Flow cytometry is not a reliable technique to detect exosomes because of low resolution. Several studies have been reported that extracellular vesicle of size range of 300–500 nm can be semi-quantitatively detected based on their surface markers.³³⁰ Briefly, exosomes were incubated for 15 min with aldehyde/sulfate-latex beads with continuous rotation for reaction. The reaction was stopped by adding glycine and bovine serum albumin (BSA) solution. Exosomes bound beads were washed with PBS and blocked with BSA solution. For a specific membrane marker detection primary antibodies and fluorescence labeled secondary antibodies were added in sequence.

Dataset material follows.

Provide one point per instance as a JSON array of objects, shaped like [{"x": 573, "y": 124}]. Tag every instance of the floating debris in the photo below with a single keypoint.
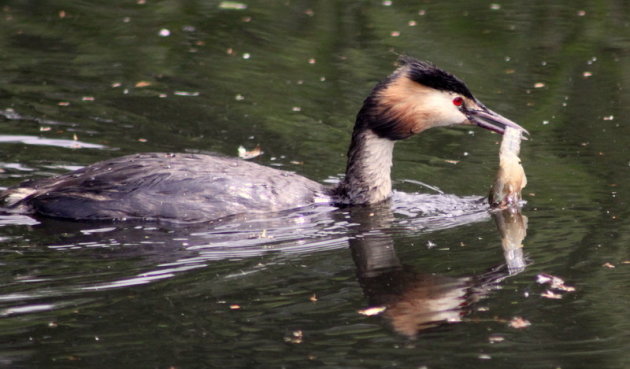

Incubation of exosome bound beads with an isotype control followed by a secondary antibody or in the absence of primary antibodies act as negative control. Using this method, Melo et al. reported that exosomes derived from non-tumorigenic cells carry less glypican-1 compared with exosomes derived from pancreatic cancer cells.³³¹

I. Exo View Platform

Exo View is an antibody-based exosome array by Nano View Biosciences. This technique enables the differentiation of exosomes subpopulation with a very low sample volume and is less time consuming compared with flow cytometric technique. Exosome sample or biological fluids containing exosomes are incubated with the chips overnight. After incubation, chips are rinsed with PBS on a shaker and air dried. Captured exosomes are identified using single particle interferometric reflectance imaging sensor technology. Characterization concepts using purified exosomes from a HEK 293 cell culture and clinical relevance of exosome characterization was demonstrated directly from human cerebrospinal fluids.³³² This technique allows enhanced contrast in the signal from particles. Antibodies against exosome surface markers are arrayed on silicon chips by this method.

J. Other Methods

In vivo tracking of exosomes can be done by using several methods such as labeling the exosomes with lipophilic carbocyanine dyes, including PKH67 and PKH26 (red) and the other method include labeling of exosomal markers like CD63 with green fluorescence protein (GFP) or mCherry in the cells.³³³ The fate of fluorescently labeled exosomes in blood circulation of mice were detected using the IVIS Spectrum system.³³⁴

XII. CHALLENGES AND FUTURE DIRECTIONS

The research and clinical studies related to the utilization of exosomes for therapeutic drug delivery is still in its infancy, a more advanced understanding and systematic characterization methods are on demand. The significant limitations of exosomes as drug delivery agent is rotated on lack of standard extraction and loading methods, risk of delivering unwanted exosomes related cargo substances. Lack of standard exosome isolation protocol is leading to low purity and batch-to batch variations. Large scale exosome isolation is still challenging and it is a costly process to perform clinical studies.²⁵⁸ Similarly, lack of standard drug loading protocol and low loading efficiency are the main challenges of exosome as cargo vehicle. There is not adequate proteomic data and understanding about exosome nature in the pathophysiological conditions. The study shows that, the unwanted biological effect of exosomes may promote drug resistance between cancer cells through horizontal transfer of miRNA.³³⁵ Exosomes require clinical-grade standards and characterization and purification methods to ensure quantitative and qualitative exosome extraction and for the safe drug delivery process.